Letterman extortionist plans return to TV news

Robert 'Joe' Halderman ready to work now that he's out of jail

The TV producer who tried to blackmail David Letterman is a free agent.

Robert "Joe" Halderman is out of jail, released for good behavior after serving four months of a six-month sentence. Now he's ready to go back to work.

"He survived, and he made the best of it," his lawyer Gerald Shargel told THR about Halderman's jail experience.

It appears that Halderman, who was nominated for an Emmy for his work on an episode of CBS' "48 Hours Mystery" about the Amanda Knox case, was released from jail just in time to attend the News & Documentary Emmy Awards on Sept. 27. Although Halderman hasn't said whether he plans to attend the ceremony, his lawyer says his client is eager to return to work.

"His plan for the future is to simply re-enter the world of news and television since that's been his whole life, and his prospects look good to get back," Shargel said. "Some doors may be shut, but he's very talented."

Although Halderman's plea agreement prohibits him from disclosing anything about the Letterman incident -- he was forced to give prosecutors all copies of any diary entries, screenplay notes or other materials concerning Letterman and agree to keep the contents confidential -- there's nothing in the deal that prohibits the news producer from returning to television.

One potential block is the late-night host's considerable influence in the business, but Shargel rejected the suggestion that Letterman is likely to do anything to keep Halderman from getting work.

"It's in the best interests of everyone involved to put this matter behind and move on," Shargel said.

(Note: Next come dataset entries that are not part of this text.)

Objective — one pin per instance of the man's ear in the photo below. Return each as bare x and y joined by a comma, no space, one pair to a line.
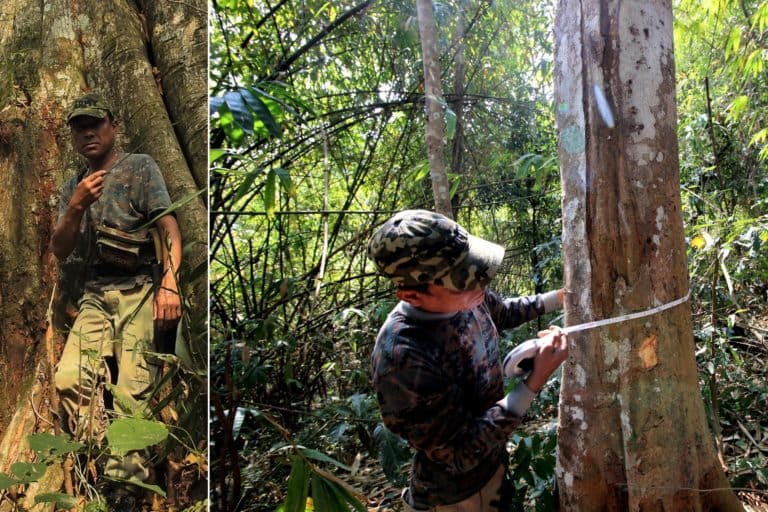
412,297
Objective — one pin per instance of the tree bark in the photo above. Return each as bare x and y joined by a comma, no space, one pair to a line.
434,125
179,42
633,434
457,150
52,52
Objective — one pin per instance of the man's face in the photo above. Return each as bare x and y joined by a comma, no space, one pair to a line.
92,137
440,299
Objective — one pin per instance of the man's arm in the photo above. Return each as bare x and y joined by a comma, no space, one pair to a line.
65,234
511,312
167,303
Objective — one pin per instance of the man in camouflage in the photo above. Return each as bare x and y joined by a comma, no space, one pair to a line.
120,307
436,364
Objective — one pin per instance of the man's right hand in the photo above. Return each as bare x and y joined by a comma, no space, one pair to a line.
88,191
553,350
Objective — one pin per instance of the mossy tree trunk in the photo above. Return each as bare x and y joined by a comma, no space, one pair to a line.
52,52
633,434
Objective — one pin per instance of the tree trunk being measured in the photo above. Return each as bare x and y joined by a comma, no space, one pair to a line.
433,98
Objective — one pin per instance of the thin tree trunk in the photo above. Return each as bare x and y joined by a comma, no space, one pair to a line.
633,435
434,125
179,42
457,153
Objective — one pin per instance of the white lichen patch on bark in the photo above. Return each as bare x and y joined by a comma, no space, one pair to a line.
640,64
610,350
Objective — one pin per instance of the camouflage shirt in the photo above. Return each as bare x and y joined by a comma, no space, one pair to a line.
438,380
134,192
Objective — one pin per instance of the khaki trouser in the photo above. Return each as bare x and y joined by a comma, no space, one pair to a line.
114,323
484,500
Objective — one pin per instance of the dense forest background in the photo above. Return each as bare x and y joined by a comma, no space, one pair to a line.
317,136
148,59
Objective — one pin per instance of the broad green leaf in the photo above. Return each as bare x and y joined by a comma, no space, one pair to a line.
127,402
270,194
135,481
324,498
286,183
29,472
258,106
450,123
419,172
7,481
64,501
316,455
128,434
733,43
759,137
345,497
298,486
393,453
232,129
215,153
48,445
239,108
454,187
737,107
247,182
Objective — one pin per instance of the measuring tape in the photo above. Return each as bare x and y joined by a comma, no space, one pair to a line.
520,360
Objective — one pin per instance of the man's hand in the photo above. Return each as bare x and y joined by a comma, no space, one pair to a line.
553,350
166,308
88,191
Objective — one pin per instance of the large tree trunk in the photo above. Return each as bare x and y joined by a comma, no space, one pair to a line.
52,52
434,107
633,435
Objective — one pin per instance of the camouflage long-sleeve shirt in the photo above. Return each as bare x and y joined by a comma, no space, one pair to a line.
134,192
438,380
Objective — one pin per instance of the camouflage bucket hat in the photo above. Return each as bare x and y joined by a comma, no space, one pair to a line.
91,104
421,247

Although Halderman served time for attempting to blackmail Letterman over a relationship the married comedian had with Halderman's then-girlfriend, Shargel claims that the producer has managed to maintain many professional and personal relationships with colleagues and friends.

His attorney maintains that Halderman opted not to take the case to trial and to plead guilty because of the risks and costs that always accompany litigation. "We believe that this was a fair resolution of the case," Shargel said. "It was either this resolution or go to trial, and it's always a risk that the litigation could go on for years and financially cripple my client. We'd just be going to trial right now if we'd not agreed to the resolution."